In my last post I came up with a simple compass application and how to correct for sensor misalignments. In that application I had a blue arrow that always points up and a yellow arrow that always points North. Now I wanted to add another arrow showing the raw magnetometer readings. For the simple compass application, we just needed to use the Motion Sensor API. To get access to the raw magnetometer readings, we need to use the Compass API to get to the MagnetometerReading property.

To set up the compass I used the Compass Sensor example as reference. In the documentation, it says that the MagnetometerReading property (which is a Vector3) returns the magnetometer reading in microteslas. However, I found that it actually returns a normalized vector, so we really only know the direction of the magnetic field and not the strength. It would be nice to know the strength, but for now we’ll just have to do with the direction. UPDATE: Please see this blog for an update.

The normalized magnetometer values are aligned with the phone with the X-axis pointing to the right, the Y-axis pointing out the top, and the Z-axis pointing out the face of the phone.

Building upon my simple compass application, I added a red arrow to show the direction of the magnetic field. In my application, by default, the arrows orient to the Y-axis. To get our new red arrow to line up with the magnetometer vector, we need to do some Matrix multiplication to get a rotational matrix.

In the following diagram, the dashed line is the magnetometer vector with the value x,y,z. Angle xrot is the angle of the vector off of the XY plane.

The first step is to rotate the arrow about the X-axis to get the correct pitch. This is easily done with the following code

var xrot = Math.Atan2(rawMagnetometerReading.Z, rawMagnetometerReading.Y);

Matrix redMatrix = Matrix.CreateRotationX((float)xrot);

We use the Atan2 function and pass in the values for the Z and Y to get the angle (xrot) of the vector relative to the Y-axis. Go here if you need a refresher on why we use the Atan2 function. We then create a rotational axis from that angle. Now we only need to make one more axis rotation to get the arrow to line up with the magnetometer vector.

This one requires a bit more math. In this diagram (looking down at the face of the phone with the top of the phone pointing to the right), the angle zrot is between the YZ plane and the magnetometer vector.

Because we’ve already rotated the arrow about the X-axis, we need to find the magnitude of the magnetometer vector in the YZ plane.
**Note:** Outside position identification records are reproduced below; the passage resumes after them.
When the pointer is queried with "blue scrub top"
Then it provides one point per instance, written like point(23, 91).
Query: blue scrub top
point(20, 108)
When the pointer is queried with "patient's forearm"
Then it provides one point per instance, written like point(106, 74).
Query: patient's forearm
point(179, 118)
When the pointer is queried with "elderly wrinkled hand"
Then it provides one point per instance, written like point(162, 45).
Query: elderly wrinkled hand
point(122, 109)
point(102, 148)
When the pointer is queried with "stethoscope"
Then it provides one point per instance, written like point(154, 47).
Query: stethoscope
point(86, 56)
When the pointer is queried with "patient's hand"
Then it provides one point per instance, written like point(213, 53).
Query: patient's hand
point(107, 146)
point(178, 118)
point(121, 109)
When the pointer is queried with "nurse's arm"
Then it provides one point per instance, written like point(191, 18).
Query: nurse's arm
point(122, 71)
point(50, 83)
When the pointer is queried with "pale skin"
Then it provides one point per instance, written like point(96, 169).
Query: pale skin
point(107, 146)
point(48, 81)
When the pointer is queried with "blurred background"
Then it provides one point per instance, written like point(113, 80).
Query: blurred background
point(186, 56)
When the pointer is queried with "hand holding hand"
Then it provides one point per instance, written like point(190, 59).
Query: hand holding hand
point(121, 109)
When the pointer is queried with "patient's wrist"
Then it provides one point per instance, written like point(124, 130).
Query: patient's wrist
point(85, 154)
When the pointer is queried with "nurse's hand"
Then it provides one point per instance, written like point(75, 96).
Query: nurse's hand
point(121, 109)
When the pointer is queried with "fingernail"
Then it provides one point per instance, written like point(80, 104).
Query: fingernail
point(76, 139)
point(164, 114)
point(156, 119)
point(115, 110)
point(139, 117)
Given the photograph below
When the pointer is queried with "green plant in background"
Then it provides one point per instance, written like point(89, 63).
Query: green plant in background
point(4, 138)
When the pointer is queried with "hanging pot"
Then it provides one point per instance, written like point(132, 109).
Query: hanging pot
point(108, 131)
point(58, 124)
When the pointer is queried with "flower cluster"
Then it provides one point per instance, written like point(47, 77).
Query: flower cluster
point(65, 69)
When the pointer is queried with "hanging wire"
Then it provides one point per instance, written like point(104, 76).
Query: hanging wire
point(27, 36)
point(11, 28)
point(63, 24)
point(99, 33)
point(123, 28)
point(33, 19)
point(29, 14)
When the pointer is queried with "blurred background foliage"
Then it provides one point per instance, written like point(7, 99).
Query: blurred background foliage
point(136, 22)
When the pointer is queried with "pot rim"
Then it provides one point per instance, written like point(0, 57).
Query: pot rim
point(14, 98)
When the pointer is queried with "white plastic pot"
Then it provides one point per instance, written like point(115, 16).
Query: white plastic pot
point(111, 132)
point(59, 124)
We can then use that magnitude in combination with the x value of the magnetometer vector to calculate the value of the zrot angle. Now we can do our next rotation. The final code snippet is as follows.

var xrot = Math.Atan2(rawMagnetometerReading.Z, rawMagnetometerReading.Y);

var yzmag = Math.Sqrt(Math.Pow(rawMagnetometerReading.Y, 2) + 

     Math.Pow(rawMagnetometerReading.Z, 2));

var zrot = Math.Atan2(rawMagnetometerReading.X, yzmag);

Matrix redMatrix = Matrix.CreateRotationX((float)xrot);

redMatrix = Matrix.CreateRotationZ((float)-zrot) * redMatrix;

redArrow.World = redMatrix;

We first calculate the rotation about the X-axis (xrot), then the magnitude of the magnetometer vector in the YZ plane (yzmag), and finally the angle between the YZ plane and the magnetometer vector (zrot). With the xrot and zrot angles we can now do our matrix rotations and apply the resulting rotational matrix to our red arrow.

The result is the following.

In this new application, the blue arrow always points up, the yellow arrow always points North, and the red arrow lines up with the earth’s magnetic field (assuming you’re not around any other strong magnetic fields). In the screen shot above I tried to get the yellow and red arrows lined up in the plane of the phone’s screen to show the magnetic inclination at my location. This value should be around 65 degrees down from the horizontal for the Texas panhandle, which looks to be spot on.

One other interesting thing to notice is that the yellow arrow, which indicates true north, is slightly off from the red arrow, which indicates the magnetic field. In this screen shot, which I took when the phone was flat and pointing north, you can see that the red arrow is pointing slightly to the right from the yellow arrow.

This offset is called the magnetic declination. This value should be around 6 degrees in the Texas panhandle, which again looks to be spot on.

What about making the same alignment correction as I did in my previous blog? It’s not really necessary in this case because the magnetometer sensor is a different sensor from the accelerometer used in the Motion API to determine what direction is up. Unless you have a highly specialized area where you absolutely know the strength and direction of the magnetic field, you can’t really make any magnetometer alignment corrections. In any case, with the errors we’re talking about, it’s not worth the effort.

The final product is very good at following the magnetic fields, as you can see in this video. In the last part of the video, you can see how the field changes drastically when rotating a magnet near the phone.